Photo by Tim Bradbury/Getty Images

COLLEGE BASKETBALL HAS been here before.

Exactly 50 seasons ago, the late Lefty Driesell's Maryland Terrapins were one of the best teams in the country. They rose as high as No. 2 in the national rankings and played NC State for that year's Atlantic Coast Conference title in Greensboro, North Carolina. They dropped that game in an epic overtime struggle, 103-100, to the eventual national champions.

But that generational Maryland squad featuring the likes of Len Elmore, John Lucas and Tom McMillen would never face the other powers of the day--UCLA, Marquette, Notre Dame, etc. -- in the NCAA tournament because there were no at-large invitations to what was then a Not-Nearly-As-Big-A-Dance. Never a fan of NCAA bureaucrats, Driesell groused that no way would seven-time defending champion UCLA be excluded from the 25-team field under similar circumstances (the Pac-8 had no postseason tourney, so the point was moot).

Four years earlier, another iconic coach, Marquette's Al McGuire, told the NCAA to take a hike when tournament organizers slotted the No. 8 Warriors for the Midwest Region in Fort Worth, Texas, instead of the Mideast Region in much nearer Dayton, Ohio. Marquette opted instead to play in the equally prestigious NIT, knocking off St. John's at Madison Square Garden to win that title.

The sport's power brokers were facing an existential crisis in the 1970s. How could the NCAA rightly crown a champion when its own tournament didn't include all the best teams? One immediate remedy was the creation of a rule that banned any school invited to an NCAA postseason championship from participating in a competing event.

The rest of the NCAA's answer came in the form of incremental change. The 1975 tournament grew from 25 to 32 teams, allowing for a second bid for up to seven conferences. That move paid off just one year later when Big Ten rivals Indiana and Michigan collided in the title game and the Hoosiers capped the sport's last perfect season. The tourney field reached 40 teams by 1980, 52 by 1983 and the bracket of 64 -- with no limit on the number of at-large selections from a single conference -- becoming a fixture in 1985.
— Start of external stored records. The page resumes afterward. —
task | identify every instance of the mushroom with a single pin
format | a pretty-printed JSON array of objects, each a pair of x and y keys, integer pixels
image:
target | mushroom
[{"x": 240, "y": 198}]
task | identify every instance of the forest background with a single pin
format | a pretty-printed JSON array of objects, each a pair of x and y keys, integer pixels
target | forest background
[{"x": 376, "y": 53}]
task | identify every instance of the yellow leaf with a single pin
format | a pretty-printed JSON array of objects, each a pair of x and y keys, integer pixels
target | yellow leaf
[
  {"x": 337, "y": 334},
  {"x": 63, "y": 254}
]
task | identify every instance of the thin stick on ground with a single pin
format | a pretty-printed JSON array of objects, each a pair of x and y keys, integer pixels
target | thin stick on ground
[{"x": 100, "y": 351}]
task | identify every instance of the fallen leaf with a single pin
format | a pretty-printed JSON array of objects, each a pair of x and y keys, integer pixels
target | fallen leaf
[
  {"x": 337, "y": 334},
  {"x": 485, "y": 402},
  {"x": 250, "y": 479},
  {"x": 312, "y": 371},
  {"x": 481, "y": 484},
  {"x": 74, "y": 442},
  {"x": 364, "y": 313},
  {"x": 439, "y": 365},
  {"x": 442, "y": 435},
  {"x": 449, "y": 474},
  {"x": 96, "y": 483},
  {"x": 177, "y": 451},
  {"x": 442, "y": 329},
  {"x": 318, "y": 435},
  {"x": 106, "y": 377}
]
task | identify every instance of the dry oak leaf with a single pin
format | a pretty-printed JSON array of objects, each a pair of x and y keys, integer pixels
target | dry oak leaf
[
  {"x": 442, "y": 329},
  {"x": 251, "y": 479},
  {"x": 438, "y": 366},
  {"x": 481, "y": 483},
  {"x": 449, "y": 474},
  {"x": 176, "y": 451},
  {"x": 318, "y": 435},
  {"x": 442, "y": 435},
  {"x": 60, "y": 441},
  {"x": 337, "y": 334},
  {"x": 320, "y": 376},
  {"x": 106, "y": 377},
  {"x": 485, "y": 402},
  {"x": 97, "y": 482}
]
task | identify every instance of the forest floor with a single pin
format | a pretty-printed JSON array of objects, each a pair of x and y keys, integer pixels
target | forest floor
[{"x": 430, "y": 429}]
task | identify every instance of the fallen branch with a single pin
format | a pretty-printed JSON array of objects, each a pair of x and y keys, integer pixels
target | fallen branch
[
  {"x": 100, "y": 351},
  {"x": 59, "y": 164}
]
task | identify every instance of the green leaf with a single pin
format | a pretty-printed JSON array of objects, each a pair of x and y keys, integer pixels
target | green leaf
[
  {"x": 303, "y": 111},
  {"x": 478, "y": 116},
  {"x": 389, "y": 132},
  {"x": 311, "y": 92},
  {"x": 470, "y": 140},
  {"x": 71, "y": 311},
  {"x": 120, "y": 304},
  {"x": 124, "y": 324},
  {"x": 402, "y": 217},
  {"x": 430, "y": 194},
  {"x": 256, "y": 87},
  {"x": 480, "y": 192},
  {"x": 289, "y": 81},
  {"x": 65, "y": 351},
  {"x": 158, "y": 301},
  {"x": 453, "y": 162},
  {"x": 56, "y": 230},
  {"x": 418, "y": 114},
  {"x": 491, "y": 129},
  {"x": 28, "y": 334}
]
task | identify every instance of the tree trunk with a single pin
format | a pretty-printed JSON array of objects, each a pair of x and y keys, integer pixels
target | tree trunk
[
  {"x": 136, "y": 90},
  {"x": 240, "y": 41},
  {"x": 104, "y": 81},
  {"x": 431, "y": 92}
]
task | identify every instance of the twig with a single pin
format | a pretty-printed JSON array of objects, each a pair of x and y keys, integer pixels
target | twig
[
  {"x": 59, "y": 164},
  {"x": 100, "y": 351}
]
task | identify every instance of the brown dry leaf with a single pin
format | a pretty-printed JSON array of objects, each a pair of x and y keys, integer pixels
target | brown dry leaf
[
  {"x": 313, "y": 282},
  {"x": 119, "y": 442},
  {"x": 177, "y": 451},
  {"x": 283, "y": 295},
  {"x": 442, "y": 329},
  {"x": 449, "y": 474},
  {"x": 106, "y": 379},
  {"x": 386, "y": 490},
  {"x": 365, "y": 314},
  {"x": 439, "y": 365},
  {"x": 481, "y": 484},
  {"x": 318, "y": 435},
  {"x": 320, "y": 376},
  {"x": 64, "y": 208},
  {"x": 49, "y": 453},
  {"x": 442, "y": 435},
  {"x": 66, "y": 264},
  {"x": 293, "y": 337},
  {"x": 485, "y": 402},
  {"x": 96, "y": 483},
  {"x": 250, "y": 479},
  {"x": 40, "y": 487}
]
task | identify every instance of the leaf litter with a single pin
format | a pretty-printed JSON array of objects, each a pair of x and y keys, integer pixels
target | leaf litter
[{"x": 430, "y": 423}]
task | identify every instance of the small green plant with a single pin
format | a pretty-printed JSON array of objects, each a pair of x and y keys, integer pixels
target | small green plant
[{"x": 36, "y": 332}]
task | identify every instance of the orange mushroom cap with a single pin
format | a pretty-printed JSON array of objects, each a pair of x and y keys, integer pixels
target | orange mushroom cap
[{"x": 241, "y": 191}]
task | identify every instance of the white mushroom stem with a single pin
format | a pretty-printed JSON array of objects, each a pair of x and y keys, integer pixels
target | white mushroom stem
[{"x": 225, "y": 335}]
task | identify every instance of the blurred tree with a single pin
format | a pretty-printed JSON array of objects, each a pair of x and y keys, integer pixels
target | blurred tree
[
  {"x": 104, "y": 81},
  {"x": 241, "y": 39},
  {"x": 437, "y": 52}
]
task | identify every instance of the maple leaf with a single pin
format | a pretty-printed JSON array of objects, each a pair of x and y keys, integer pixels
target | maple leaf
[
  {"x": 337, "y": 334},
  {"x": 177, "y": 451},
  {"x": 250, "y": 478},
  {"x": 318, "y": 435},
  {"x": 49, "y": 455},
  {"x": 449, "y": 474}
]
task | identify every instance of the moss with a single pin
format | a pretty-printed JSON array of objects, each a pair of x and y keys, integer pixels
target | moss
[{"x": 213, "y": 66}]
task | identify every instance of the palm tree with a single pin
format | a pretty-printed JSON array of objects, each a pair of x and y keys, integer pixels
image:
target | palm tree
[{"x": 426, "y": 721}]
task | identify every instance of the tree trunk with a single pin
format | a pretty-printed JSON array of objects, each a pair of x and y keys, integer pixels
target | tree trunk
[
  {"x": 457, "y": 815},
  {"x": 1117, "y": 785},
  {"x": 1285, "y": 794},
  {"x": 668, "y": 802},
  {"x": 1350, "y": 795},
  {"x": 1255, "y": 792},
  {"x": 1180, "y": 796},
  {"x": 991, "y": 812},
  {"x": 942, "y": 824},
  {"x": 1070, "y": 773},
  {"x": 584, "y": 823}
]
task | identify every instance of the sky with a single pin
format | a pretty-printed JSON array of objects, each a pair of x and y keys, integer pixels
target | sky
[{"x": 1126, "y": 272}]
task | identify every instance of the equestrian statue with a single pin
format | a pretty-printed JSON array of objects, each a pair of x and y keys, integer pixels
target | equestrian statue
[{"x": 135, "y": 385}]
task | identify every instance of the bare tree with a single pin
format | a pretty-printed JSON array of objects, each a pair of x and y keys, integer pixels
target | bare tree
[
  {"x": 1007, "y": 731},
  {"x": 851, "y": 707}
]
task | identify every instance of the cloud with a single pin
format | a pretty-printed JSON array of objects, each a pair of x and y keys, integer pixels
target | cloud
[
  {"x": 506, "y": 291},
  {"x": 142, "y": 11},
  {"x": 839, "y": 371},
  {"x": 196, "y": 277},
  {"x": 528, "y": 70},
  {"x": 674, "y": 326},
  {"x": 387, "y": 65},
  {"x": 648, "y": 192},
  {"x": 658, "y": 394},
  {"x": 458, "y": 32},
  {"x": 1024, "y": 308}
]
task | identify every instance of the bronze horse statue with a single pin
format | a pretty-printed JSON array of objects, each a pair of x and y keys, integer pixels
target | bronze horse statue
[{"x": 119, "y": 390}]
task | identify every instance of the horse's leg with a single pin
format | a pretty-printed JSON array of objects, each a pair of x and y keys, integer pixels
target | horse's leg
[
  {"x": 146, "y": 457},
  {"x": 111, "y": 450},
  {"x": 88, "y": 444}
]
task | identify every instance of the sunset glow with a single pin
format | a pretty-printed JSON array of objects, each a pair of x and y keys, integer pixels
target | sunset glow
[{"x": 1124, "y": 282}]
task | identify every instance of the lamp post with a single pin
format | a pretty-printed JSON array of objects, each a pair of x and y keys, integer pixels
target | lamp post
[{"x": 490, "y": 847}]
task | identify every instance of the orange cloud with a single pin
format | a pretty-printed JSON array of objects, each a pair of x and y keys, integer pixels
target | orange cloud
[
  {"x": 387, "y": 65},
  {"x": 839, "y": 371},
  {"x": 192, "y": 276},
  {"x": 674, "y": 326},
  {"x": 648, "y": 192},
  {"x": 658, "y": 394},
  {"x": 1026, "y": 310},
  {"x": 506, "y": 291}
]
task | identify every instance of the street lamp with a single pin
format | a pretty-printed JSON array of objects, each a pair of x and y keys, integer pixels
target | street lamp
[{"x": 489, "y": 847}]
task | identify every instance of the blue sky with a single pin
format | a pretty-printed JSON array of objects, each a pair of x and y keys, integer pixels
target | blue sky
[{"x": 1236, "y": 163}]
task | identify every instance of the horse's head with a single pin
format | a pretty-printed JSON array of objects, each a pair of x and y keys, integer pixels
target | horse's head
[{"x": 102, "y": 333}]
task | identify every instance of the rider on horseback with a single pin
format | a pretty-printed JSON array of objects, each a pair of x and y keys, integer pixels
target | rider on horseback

Minor changes aside, there has been peace in the Division I men's basketball kingdom for the better part of four decades. Even the First Four, which came about in 2011 and grew the field to 68 teams, has been accepted by the masses. Fans and bracketologists alike still quibble over the last few selections and some seedings, but no reasonable observer believes that any potential champions are being excluded.

Today's crisis is different. The evolution of major intercollegiate athletics is threatening one of the most universally loved sporting events on earth. As major college football schools continue to chase every dollar, a break-off from the masses -- including a separate basketball championship -- seems like a distinct possibility. What could be more capitalistic than a tournament featuring every power conference member? Or, worse, a tournament featuring only power conference members?